The first thing is that if you have some Group Policy Objects set up. For instance, I only have this one new one called Create a New Shortcut. If I were to go over to my XP machine and run gpresult, it is a very powerful command. It lets you know what the sum total of all the settings you are supposed to get on your client machines. For instance, if we take a look here, I can see on the computer side I've got these GPO’s. I’ve got the Default Domain Policy. That creates a new shortcut, which we just talked about. It says that it is filtered out and it says that it is filtered out on the computer side because there are no computer side entries in that GPO.
If we look at the users side we will see the same information here but differently formed, because these are what effects my User side has. On the user side we get Create a New Shortcut. That makes sense because there are some user side settings in there, and there is some other stuff that is filtered out because there is nothing on the user side there. That is what we get on an XP machine.
If we go over to a Windows 7 machine, and we run gpresult, uh oh, we get prompted that the same command is not exactly the same on a Windows 7 machine. We have to run gpresult /r for regular RSOP data, which stands for Resultant Set of Policy data. Now you see we get a similar result here. I do want to put a fine point on this, the only reason I am able to see computer side, is because I am an administrator. If you were trying to do this as a regular user, you would not see the computer side stuff. It is blocked from a regular user’s seeing. The GPO’s that affect their computer, it is a little weird, but that is the way it works. On the User side however, we can see sure enough, I have created a new Shortcut, which is kind of nice.
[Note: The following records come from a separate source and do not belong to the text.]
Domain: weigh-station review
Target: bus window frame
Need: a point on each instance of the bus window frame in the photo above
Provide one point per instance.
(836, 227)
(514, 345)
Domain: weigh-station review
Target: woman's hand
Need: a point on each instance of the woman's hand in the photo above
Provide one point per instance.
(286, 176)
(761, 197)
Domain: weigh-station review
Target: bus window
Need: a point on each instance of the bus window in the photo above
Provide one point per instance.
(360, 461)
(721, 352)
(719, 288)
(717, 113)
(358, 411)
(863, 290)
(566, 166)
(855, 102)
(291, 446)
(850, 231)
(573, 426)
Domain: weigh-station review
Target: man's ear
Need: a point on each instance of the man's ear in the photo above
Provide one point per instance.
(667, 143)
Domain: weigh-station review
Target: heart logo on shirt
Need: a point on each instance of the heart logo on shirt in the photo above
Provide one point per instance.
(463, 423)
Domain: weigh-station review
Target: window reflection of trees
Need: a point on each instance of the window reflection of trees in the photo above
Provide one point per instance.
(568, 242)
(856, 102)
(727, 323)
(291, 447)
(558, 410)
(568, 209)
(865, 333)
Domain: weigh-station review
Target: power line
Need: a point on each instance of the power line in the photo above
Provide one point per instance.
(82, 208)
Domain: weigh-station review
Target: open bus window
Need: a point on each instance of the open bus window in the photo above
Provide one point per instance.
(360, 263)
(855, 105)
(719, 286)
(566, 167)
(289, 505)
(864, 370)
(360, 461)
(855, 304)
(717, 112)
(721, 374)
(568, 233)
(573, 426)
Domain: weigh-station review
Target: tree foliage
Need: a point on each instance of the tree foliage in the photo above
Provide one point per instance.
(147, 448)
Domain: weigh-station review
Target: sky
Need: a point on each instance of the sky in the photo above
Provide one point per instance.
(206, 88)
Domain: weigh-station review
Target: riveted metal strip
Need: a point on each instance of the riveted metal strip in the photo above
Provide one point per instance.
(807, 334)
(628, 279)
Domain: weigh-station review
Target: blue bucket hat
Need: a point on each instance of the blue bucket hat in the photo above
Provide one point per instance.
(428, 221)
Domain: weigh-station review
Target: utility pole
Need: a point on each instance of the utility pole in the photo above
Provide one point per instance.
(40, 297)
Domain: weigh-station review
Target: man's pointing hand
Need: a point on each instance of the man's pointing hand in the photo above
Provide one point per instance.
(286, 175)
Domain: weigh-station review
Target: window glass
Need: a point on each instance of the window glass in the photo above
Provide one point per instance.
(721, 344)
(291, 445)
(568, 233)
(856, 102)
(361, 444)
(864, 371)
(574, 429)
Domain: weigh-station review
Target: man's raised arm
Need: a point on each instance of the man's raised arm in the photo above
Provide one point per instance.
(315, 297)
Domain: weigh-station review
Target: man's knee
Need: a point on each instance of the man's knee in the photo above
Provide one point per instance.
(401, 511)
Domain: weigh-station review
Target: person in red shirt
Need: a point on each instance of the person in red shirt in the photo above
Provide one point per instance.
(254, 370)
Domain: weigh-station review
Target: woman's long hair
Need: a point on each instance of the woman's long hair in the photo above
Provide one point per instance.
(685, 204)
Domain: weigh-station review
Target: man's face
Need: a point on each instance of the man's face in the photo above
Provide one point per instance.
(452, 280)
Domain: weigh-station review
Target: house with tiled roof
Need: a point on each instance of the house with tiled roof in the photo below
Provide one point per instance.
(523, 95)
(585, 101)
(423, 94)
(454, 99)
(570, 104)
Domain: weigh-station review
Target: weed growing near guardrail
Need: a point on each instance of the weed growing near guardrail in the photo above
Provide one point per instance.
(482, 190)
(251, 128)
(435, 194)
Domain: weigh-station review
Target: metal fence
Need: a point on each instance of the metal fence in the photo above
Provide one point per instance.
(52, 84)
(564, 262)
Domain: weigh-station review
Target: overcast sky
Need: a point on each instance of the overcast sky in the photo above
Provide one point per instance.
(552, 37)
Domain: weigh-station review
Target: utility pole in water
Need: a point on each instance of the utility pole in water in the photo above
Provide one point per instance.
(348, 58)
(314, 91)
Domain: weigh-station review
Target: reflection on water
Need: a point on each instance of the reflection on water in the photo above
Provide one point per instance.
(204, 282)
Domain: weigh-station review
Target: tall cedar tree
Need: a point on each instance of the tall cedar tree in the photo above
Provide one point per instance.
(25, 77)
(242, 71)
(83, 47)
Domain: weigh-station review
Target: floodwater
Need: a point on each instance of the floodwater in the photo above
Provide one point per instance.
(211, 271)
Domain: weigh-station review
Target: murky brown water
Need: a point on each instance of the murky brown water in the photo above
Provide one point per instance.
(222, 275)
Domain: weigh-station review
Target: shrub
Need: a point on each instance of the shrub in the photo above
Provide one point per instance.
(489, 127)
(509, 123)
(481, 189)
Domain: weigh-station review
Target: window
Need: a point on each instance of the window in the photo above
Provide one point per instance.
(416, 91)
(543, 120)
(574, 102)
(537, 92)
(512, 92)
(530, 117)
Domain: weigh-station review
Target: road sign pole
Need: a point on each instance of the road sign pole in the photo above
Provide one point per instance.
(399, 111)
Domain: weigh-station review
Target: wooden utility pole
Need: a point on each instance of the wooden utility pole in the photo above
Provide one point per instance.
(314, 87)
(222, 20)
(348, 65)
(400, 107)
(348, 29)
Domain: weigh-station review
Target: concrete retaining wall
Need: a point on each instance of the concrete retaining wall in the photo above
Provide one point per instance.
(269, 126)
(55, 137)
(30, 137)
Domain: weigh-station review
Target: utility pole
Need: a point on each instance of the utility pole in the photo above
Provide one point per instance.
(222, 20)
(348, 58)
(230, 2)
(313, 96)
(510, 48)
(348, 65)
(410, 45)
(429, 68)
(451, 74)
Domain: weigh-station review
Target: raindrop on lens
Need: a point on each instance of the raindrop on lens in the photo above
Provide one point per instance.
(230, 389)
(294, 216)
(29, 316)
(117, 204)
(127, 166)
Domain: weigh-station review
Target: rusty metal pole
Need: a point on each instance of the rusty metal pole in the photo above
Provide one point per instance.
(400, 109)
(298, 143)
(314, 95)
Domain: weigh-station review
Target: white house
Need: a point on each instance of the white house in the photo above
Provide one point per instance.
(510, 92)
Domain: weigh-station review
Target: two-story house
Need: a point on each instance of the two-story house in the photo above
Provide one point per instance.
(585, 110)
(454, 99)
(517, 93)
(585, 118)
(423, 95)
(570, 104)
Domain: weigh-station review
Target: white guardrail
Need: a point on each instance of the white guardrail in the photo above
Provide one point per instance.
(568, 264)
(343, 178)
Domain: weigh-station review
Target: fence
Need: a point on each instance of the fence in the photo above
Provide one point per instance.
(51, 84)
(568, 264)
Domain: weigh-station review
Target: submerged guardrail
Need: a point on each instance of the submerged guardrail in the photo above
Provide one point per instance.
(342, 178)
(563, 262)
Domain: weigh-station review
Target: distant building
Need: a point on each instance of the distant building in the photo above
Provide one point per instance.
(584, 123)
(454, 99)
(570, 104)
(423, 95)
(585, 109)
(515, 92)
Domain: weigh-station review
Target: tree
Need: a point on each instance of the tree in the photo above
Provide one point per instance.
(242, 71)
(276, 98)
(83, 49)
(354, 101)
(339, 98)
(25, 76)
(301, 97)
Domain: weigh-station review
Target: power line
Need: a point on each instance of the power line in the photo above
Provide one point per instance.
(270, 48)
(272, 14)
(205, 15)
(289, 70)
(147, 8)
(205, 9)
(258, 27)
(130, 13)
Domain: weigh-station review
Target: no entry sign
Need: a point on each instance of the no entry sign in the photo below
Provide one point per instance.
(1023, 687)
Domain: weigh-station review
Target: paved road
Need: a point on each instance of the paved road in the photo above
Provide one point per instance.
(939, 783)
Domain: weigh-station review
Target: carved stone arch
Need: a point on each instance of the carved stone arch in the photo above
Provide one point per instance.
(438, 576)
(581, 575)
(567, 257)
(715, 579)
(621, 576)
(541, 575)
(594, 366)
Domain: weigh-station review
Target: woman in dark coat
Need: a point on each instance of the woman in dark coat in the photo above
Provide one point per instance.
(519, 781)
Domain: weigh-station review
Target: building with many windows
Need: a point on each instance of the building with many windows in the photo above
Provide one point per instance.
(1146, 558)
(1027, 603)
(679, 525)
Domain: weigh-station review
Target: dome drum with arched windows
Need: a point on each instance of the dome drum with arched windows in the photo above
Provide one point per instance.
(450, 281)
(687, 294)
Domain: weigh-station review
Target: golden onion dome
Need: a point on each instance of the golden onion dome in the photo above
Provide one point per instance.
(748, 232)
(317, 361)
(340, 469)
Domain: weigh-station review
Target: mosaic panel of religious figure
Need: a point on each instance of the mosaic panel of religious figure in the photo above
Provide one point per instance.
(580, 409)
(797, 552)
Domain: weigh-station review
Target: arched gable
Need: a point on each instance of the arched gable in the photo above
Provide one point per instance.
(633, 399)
The next thing I want to do is show you this idea called Group Policy Results. Group Policy Results is a great utility that lives inside the Group Policy Management Console. You can remote grab what is going on in somebody’s machine. So I can right click, run the Group Policy Results Wizard. If I were to go to another computer, maybe \\win7computer1, it says, “Uh oh, I would like to help you, but the RPC server is unavailable”, which is really fancy talk for just saying, “The firewall is on.”
I am going to completely disable the firewall just for this demonstration. In real life you would not do this. In real life what you would do is you would poke just the required holes through the Firewall. But, just for the purposes of showing you how this works, I am going to turn the firewall off, and again, you would not want to do this in real life. I have gone ahead and done that. Let me go back over to my GPMC and now the very next time I try to click through, boom. Now, I got that because the firewall was on. I turned the firewall off and now I am able to sail through.
Now you can see I have Win7Computer1\student there so let’s go ahead, actually, no I will use the Administrator account that makes more sense. Go ahead and check out what is going on with that person on that computer. Go ahead and click Next and we get a beautiful report. By the way, the report passes through Internet Explorer so you get that kind of annoying configuration thing but look what you get. You see that on the Users side you have applied Group Policy, and created a new shortcut, which is nice. You can also see the sum total of all the settings that appear on the machine and if there are any Policy Events, any weird stuff that went on you can actually pull that information right out of the Event Viewer.
That is it. That is all about Group Policy reporting for now. Thank you very much.